How to deal with UTF-8 in C++

Programming, for all ages and all languages.
Post Reply
OSwhatever
Member
Member
Posts: 595
Joined: Mon Jul 05, 2010 4:15 pm

How to deal with UTF-8 in C++

Post by OSwhatever »

By definition all strings must be passed as an UTF8 encoded string to any native API in my system. Stdlib in C++ provide wstring which is basically an array of wchar_t (almost always 32-bit). In order to get the UTF8 string into the wstring, you can use codecvt. A process usually check and/or modify the string and send it further to another process. This means that there is a conversion when the process gets the string and a conversion when the process pass it on. Also codecvt can be cluttery to use.

Often you don't need the random access speed provided with wstring so the UTF8 could be left converted in an UTF8 sting class. Do you know how well UTF8 strings are supported in C++ or do I have to write my class or are there any good libraries for this? What I'm after is like std::string that can handle UTF8 natively. wstring can be used in those cases random access speed is important.

How did you solve this dilemma?
User avatar
Combuster
Member
Member
Posts: 9301
Joined: Wed Oct 18, 2006 3:45 am
Libera.chat IRC: [com]buster
Location: On the balcony, where I can actually keep 1½m distance
Contact:

Re: How to deal with UTF-8 in C++

Post by Combuster »

UTF8 was designed to fit in a char *, and if you only use it for passing data verbatim and don't intend to modify or interpret any of it, and don't need to care if two encodings of the exact same text fail comparison, then there's no reason to use anything beyond cstring/string.h. The same logic holds for wchar_t * and wstring.h

In all other cases, ICU is most likely the appropriate solution.
"Certainly avoid yourself. He is a newbie and might not realize it.

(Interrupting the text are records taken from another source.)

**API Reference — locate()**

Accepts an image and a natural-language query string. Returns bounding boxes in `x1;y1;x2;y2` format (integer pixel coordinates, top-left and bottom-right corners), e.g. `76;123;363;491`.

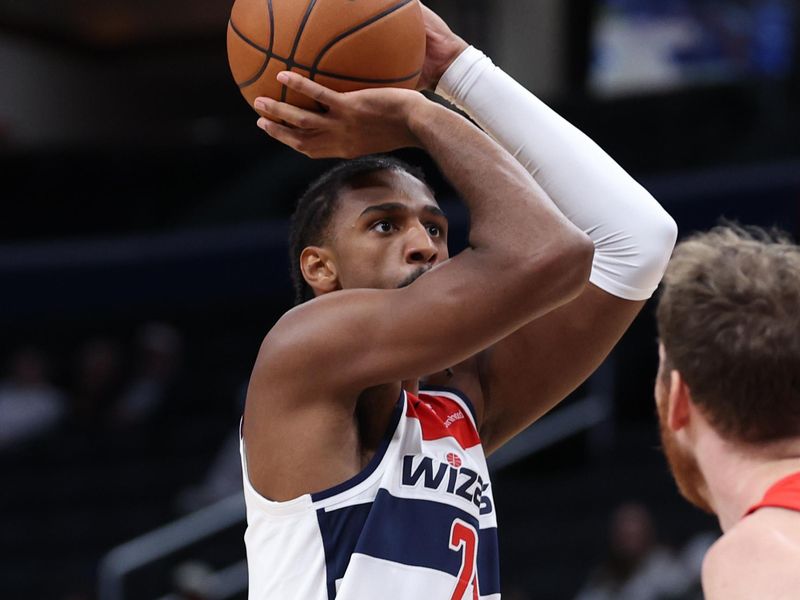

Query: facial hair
658;398;714;514
397;267;430;289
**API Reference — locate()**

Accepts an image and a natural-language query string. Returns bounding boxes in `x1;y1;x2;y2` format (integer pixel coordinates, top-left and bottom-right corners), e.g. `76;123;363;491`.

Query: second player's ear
667;370;692;431
300;246;341;295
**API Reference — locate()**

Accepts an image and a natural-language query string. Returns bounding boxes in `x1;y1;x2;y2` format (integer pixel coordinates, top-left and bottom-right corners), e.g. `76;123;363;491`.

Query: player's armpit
481;284;644;454
256;237;591;394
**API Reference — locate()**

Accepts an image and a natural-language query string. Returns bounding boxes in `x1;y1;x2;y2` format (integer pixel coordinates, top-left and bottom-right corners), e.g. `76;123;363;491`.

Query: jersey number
450;519;478;600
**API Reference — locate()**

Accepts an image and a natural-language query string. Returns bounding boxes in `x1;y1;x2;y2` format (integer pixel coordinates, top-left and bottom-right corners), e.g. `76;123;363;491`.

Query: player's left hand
417;3;469;91
255;71;430;158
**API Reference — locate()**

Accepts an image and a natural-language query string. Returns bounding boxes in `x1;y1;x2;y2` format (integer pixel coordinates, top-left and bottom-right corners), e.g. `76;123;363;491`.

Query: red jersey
744;473;800;516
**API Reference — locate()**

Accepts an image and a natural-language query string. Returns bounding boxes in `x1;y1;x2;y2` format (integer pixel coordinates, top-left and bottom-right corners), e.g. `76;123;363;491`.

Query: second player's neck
697;438;800;531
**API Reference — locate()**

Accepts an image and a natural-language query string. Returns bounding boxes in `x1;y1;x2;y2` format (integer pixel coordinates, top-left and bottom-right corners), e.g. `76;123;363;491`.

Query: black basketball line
315;69;422;83
281;0;317;102
310;0;414;81
230;0;422;92
229;0;275;90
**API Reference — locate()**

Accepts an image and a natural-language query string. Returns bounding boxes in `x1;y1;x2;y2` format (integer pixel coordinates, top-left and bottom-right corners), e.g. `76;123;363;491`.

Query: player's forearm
410;101;585;256
437;48;677;300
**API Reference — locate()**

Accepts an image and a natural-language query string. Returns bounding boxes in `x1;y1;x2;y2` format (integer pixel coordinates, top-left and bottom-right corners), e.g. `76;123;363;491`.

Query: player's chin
397;267;430;289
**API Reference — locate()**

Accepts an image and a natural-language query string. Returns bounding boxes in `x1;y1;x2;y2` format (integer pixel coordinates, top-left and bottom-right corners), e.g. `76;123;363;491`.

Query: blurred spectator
72;337;123;432
576;503;695;600
162;561;216;600
176;381;248;512
111;323;183;427
0;348;66;450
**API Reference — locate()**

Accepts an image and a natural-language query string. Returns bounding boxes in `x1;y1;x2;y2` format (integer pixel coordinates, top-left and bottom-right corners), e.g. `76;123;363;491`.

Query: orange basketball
228;0;425;110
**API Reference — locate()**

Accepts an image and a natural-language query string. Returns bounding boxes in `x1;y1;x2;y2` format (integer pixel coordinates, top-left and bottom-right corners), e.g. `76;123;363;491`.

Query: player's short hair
289;155;433;305
657;224;800;444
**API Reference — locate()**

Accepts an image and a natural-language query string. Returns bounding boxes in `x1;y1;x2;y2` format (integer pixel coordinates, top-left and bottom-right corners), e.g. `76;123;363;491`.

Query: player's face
331;171;448;289
655;345;714;513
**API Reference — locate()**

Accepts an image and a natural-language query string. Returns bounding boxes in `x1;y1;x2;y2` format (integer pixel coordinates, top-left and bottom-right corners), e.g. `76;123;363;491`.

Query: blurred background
0;0;800;600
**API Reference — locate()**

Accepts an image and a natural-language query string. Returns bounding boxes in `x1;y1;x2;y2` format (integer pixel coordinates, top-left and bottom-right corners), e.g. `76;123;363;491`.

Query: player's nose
405;225;439;264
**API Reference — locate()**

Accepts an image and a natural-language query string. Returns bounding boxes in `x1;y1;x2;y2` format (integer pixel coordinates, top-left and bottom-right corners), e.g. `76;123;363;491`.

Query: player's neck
402;379;419;396
696;434;800;531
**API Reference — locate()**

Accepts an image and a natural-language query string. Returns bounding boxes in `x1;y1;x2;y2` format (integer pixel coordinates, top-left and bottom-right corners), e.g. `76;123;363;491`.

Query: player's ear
667;369;692;431
300;246;341;296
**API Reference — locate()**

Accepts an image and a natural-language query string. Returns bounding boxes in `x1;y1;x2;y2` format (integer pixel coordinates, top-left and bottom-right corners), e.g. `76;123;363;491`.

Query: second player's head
290;156;448;304
656;227;800;508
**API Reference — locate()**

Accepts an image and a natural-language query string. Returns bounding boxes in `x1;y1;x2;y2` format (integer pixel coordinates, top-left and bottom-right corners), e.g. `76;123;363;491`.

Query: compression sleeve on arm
436;47;678;300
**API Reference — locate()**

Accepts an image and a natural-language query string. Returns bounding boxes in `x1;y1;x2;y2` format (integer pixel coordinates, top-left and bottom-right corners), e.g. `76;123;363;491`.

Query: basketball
228;0;425;110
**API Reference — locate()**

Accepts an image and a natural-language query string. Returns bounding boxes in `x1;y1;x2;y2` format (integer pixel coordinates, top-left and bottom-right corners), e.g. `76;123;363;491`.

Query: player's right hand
255;71;429;158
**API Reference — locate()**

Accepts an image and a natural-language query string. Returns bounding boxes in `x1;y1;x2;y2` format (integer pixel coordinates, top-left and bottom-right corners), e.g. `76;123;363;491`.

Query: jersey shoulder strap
745;473;800;516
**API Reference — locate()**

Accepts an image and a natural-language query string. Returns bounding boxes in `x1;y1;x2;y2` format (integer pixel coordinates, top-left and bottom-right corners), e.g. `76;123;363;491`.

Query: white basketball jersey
241;388;500;600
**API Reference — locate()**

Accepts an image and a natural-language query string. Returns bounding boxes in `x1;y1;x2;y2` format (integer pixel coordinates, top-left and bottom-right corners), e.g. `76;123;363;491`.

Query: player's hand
255;71;428;158
417;3;469;91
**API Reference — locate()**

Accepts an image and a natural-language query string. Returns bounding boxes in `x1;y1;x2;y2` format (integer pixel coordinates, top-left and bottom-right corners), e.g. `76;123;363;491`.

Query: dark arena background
0;0;800;600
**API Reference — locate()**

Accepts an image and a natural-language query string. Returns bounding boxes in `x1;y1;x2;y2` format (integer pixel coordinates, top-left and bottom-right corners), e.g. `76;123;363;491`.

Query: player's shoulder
260;290;372;360
703;511;800;600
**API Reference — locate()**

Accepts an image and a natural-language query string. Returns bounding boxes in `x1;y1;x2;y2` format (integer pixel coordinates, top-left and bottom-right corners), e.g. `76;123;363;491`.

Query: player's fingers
258;117;323;158
278;71;341;106
255;98;325;129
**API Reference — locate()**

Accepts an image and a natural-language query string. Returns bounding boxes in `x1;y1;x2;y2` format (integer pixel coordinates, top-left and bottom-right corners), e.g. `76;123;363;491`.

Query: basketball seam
315;69;422;83
281;0;317;102
228;0;275;90
229;0;422;92
310;0;414;81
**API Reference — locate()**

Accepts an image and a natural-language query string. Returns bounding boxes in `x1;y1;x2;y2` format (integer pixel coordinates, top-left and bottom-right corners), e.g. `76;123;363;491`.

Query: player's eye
372;221;394;233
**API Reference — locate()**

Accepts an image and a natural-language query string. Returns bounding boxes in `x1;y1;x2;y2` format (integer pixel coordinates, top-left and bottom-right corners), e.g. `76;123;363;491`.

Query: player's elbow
529;228;594;303
561;229;594;298
637;209;678;284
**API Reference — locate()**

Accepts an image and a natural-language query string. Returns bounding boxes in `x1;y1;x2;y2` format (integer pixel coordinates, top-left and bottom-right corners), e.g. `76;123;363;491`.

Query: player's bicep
262;250;588;392
481;284;644;452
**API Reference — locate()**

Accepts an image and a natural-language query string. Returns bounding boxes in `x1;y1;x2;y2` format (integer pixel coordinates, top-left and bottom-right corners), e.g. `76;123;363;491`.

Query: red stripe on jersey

You'll hate his code deeply a few years down the road." - Sortie
[ My OS ] [ VDisk/SFS ]
User avatar
Owen
Member
Member
Posts: 1700
Joined: Fri Jun 13, 2008 3:21 pm
Location: Cambridge, United Kingdom
Contact:

Re: How to deal with UTF-8 in C++

Post by Owen »

C++0x (and C1X) adds Unicode literals; we now have the following system:

Code: Select all

    types_equal<decltype("This string has unspecified encoding, and is in the 'execution character set'"), char>::value == true; 
    types_equal<decltype(u8"This is a UTF-8 string"), char>::value == true; 
    types_equal<decltype(u"This is a UTF-16 string"), char16_t>::value == true; 
    types_equal<decltype(U"This is a UCS-4 string"), char32_t>::value == true; 
    types_equal<decltype(L"This is a wide string of unspecified encoding"), wchar_t>::value == true;
If "__STDC_ISO_10646__" is defined, it is a value in form yyyymmddL which specifies that a wchar_t can contain every Unicode character defined as of that date, with the value of the wchar_t being that character's Unicode defined scalar value. Practically, this means that the wide character set is UCS-4 (Unless the date predates ~1996, in which case it may be UCS-2)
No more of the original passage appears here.